Recovery Post-Crash 💥

🔄 Bringing the Database Back to Life

How databases recover from crashes using the WAL log to restore consistency

The moment of truth: UNDO incomplete transactions, REDO committed ones

The Crash Scenario 🚨

When a database crashes, it leaves behind:

Committed transactions that may not be fully written to disk
Partially complete transactions that were active during the crash
WAL log with the complete history of all changes

The recovery process must:

Analyze the WAL log to understand what happened
REDO finished (committed) transactions to ensure durability.
UNDO incomplete transactions to ensure atomicity

[Optional]: Detailed Notes on Steps 2 and 3

In Step 2: we just repeat every single action in the WAL from top to bottom (before the DB crashed).

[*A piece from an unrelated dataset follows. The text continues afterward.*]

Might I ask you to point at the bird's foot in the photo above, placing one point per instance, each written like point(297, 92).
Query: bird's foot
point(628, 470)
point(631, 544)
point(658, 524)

Cases to consider:

If there is a COMMIT row for the transaction in WAL, the recovery process will REDO the changes.
If there is an ABORT row for the transaction in WAL, the recovery process will do exactly what the transaction had done -- first do (REDO) all the changes and then UNDO the changes.

In Step 3: for the transactions with no COMMIT/ABORT in the WAL, we treat them as ABORTs, we will UNDO that transaction's changes.

Potential Optimizations: some DBs will optimize the REDO-then-UNDO step for ABORT transactions. (needs some good algorithms for performance reasons). For example, if the transaction is a long-running transaction for 1 million variables, we'll be smarter about REDOING and UNDOING the changes rather than waste IOs blindly.

When Machine (or disk or network) Crashes

Just Before Crash

DB just before crash

Just After Crash

Just after crash

What we see after crash:

Some changes are in the database (from buffer flushes)
Some committed work might be missing (still in RAM when crashed)
Some incomplete work might be present (on disk but not committed)
WAL log has everything we need to fix this mess!

🔍 Analysis Phase

Goal: Figure out which transactions were active at crash

Method: Scan WAL

Result: List of committed vs uncommitted transactions

The Recovery Process

The recovery algorithm in action:

Phase 1 - Analysis: Read WAL to build transaction table
Phase 2 - REDO: Replay all changes (even unfinished ones) to reconstruct state
Phase 3 - UNDO: Roll back unfinished transactions

✅ REDO Phase

Purpose: Ensure all finished work survives

Action: Apply changes from WAL using new_values

Order: Forward through the log (oldest to newest)

❌ UNDO Phase

Purpose: Remove effects of 'unfinished' transactions

Action: Reverse changes using old_values from WAL

Order: Backward through the log (newest to oldest)

After Recovery Complete

Database state after recovery

The final state:

✅ All committed transactions are fully applied
❌ All uncommitted transactions are completely removed
🎯 Database is in a consistent state
Ready to accept new transactions

💡 Why This Works

The WAL is the source of truth!

It has the complete history of all changes
It has both old and new values for every change
It's written durably before any actual data changes
Even if the database is corrupted, WAL can rebuild everything

Recovery Guarantees 🛡️

What Recovery Ensures

Atomicity: Transactions are all-or-nothing
Durability: Committed work survives crashes
Consistency: Database rules are preserved
Repeatability: Recovery is deterministic

What Recovery Costs

Time: Can take minutes to hours for large databases
I/O: Must read entire WAL since last checkpoint
Availability: Database offline during recovery
Complexity: Requires careful implementation

Optimizations 🚀

⚡ Checkpointing

Idea: Periodically flush all dirty pages to disk

Benefit: Limits how far back recovery must go

Trade-off: Checkpoint overhead vs recovery speed

Practice Questions 🤔

💭 Test Your Understanding

Q1: Why do we REDO before UNDO?

Q2: What if the system crashes during recovery?

Q3: How do we know which transactions were active at crash time?